On parsing

Parsing – the act of ripping through a file, pulling out the relevant parts and doing something useful with them, is an integral part of bioinformatics. It can be a dull procedure. It can also be challenging, requiring creativity and imagination. Frequently as a bioinformatician, you will generate output from an unfamiliar program, or a colleague will bring you a file that you haven’t encountered. Your task is to figure out how the file is structured, which regular expressions are required to parse it, what kind of output to produce and most importantly, how to handle those rogue files which don’t obey the rules.

Here’s my top ten (language-agnostic) parsing tips, focusing only on non-XML text files.

  1. Search for an existing parser…
  2. Most of us don’t have time to reinvent the wheel. First step: see if anyone else has solved the problem. The Bio* projects (bioperl, biopython, bioruby, biojava), for example, all include libraries to read and parse many common file formats: sequences, BLAST output and so on. There may be some effort involved in reading the documentation and learning to employ the methods, but it’s generally worth it.

  3. …but don’t trust it!
  4. On the other hand – don’t rely blindly on third-party code. You may find that there isn’t a method to do exactly what you want. Or there may be bugs, known or otherwise, in the library. Again, the solution is to know your library: search bug trackers, mailing lists and forums for known issues and submit any bugs that you find to the developers.

  5. Obtain a small sample output file
  6. Start with the smallest complete example output file that you can find. You don’t want to wait minutes/hours to test your code just because 1 GB of output is being read into memory.

  7. Examine the file contents
  8. Open up the file in an editor or even a pager and just have a good look at it. Where is the information that you want to extract? Is it in any way delimited: tabs, commas, spaces? Hint: on Linux, the command “hexdump -c filename | less” will show you delimiters and line endings. Is there anything unique about what you want to extract: all letters, all numbers, preceded by a colon? Can it occur zero, one or more than one times in the file? Start to jot down a few regular expressions.

    In the ideal case, your file format will have some kind of described schema. Example: the fasta sequence format, according to NCBI.

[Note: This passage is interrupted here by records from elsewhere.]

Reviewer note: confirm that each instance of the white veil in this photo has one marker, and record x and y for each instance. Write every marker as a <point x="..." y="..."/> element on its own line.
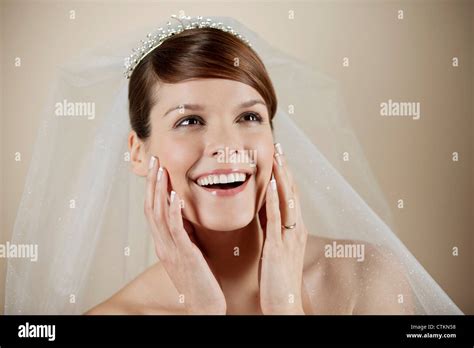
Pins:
<point x="83" y="207"/>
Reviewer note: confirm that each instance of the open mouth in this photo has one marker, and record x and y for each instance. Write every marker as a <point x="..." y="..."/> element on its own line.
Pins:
<point x="233" y="182"/>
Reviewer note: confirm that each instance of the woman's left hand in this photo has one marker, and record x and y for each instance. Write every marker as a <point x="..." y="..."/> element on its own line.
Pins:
<point x="281" y="273"/>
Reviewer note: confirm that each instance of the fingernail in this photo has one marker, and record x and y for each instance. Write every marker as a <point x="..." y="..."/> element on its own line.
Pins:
<point x="273" y="183"/>
<point x="152" y="162"/>
<point x="279" y="149"/>
<point x="278" y="157"/>
<point x="160" y="174"/>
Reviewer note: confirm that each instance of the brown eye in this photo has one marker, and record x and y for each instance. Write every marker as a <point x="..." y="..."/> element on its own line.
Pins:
<point x="252" y="117"/>
<point x="189" y="121"/>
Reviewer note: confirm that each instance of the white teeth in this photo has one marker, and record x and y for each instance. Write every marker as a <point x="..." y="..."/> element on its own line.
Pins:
<point x="221" y="179"/>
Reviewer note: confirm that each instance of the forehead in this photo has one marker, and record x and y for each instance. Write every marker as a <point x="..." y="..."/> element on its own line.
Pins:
<point x="204" y="91"/>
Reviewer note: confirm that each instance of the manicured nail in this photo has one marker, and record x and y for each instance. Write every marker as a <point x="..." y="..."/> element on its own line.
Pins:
<point x="160" y="174"/>
<point x="279" y="161"/>
<point x="279" y="149"/>
<point x="152" y="162"/>
<point x="273" y="183"/>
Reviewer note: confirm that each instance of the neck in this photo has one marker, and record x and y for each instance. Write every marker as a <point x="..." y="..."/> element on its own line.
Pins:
<point x="233" y="255"/>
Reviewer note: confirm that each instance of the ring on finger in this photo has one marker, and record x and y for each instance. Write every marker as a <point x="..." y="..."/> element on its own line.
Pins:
<point x="289" y="227"/>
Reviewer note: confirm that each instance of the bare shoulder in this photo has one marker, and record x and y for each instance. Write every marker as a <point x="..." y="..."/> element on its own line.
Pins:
<point x="354" y="277"/>
<point x="151" y="292"/>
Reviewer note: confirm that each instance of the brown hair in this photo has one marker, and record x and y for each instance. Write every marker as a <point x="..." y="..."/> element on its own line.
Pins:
<point x="195" y="53"/>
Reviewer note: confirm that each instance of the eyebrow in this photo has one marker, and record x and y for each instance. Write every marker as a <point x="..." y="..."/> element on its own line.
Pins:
<point x="198" y="107"/>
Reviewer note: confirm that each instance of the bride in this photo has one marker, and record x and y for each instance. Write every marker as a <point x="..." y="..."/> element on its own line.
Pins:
<point x="229" y="238"/>
<point x="269" y="229"/>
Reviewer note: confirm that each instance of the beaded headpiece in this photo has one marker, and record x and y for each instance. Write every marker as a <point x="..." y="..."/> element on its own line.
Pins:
<point x="156" y="38"/>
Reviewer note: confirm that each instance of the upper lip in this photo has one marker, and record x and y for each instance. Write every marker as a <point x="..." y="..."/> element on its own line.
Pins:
<point x="224" y="171"/>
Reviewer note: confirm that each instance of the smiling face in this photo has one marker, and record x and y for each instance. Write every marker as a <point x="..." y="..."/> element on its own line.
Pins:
<point x="207" y="132"/>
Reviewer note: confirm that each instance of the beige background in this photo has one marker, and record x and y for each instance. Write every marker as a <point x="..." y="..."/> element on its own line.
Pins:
<point x="407" y="59"/>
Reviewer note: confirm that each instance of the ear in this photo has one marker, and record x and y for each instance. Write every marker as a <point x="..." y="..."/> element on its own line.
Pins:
<point x="139" y="157"/>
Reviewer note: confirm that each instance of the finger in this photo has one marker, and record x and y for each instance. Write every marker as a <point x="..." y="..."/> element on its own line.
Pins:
<point x="150" y="205"/>
<point x="178" y="233"/>
<point x="285" y="191"/>
<point x="150" y="186"/>
<point x="161" y="208"/>
<point x="273" y="231"/>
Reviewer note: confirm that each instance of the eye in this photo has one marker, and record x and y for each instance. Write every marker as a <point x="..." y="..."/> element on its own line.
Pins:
<point x="189" y="121"/>
<point x="252" y="117"/>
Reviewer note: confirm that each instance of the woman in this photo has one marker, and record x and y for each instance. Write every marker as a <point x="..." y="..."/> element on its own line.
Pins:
<point x="235" y="231"/>
<point x="227" y="251"/>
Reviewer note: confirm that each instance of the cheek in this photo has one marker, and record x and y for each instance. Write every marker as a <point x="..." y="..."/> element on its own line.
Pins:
<point x="177" y="156"/>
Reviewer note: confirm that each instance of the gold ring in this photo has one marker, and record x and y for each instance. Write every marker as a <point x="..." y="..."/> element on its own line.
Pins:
<point x="289" y="227"/>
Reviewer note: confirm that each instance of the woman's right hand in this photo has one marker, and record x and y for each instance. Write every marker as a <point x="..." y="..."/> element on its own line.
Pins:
<point x="184" y="262"/>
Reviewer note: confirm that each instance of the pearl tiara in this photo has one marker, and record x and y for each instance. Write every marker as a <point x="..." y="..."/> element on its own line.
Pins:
<point x="155" y="39"/>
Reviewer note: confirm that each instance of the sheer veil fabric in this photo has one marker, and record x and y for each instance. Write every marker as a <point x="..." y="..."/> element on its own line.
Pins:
<point x="83" y="206"/>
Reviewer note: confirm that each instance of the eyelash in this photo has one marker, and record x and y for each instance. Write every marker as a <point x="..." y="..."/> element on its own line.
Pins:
<point x="258" y="119"/>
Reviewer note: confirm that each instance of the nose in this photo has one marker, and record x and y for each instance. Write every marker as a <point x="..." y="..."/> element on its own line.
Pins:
<point x="223" y="140"/>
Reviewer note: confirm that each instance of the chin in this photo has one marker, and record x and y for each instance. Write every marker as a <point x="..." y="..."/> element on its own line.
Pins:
<point x="227" y="222"/>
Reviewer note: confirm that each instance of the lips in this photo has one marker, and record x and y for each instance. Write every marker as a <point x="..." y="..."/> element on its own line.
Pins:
<point x="224" y="182"/>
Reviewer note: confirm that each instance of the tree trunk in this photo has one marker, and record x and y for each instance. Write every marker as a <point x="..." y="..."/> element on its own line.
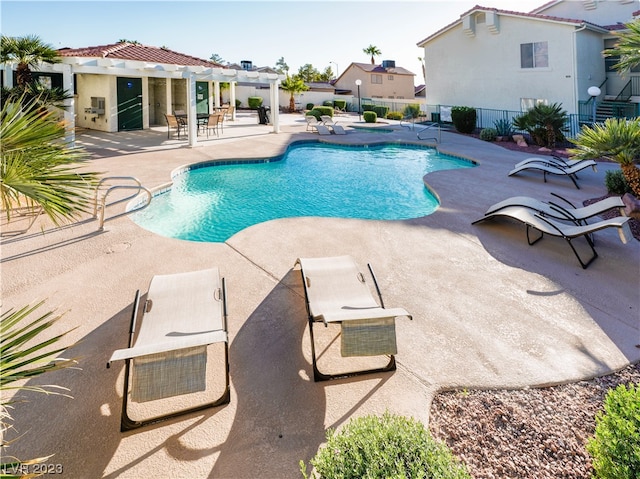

  9. Visualise the desired output
  10. Draw out a simple flowchart: inputs, processes, outputs, then figure out what your final output should look like. It may be something simple: “I want the sequence ID, sequence length, molecular mass and isoelectric point as comma-separated values”. Or more complex: you may want to pass the values on to a second procedure; generating an image, or updating a database table. In summary: figure out what you require from the input to get to the output.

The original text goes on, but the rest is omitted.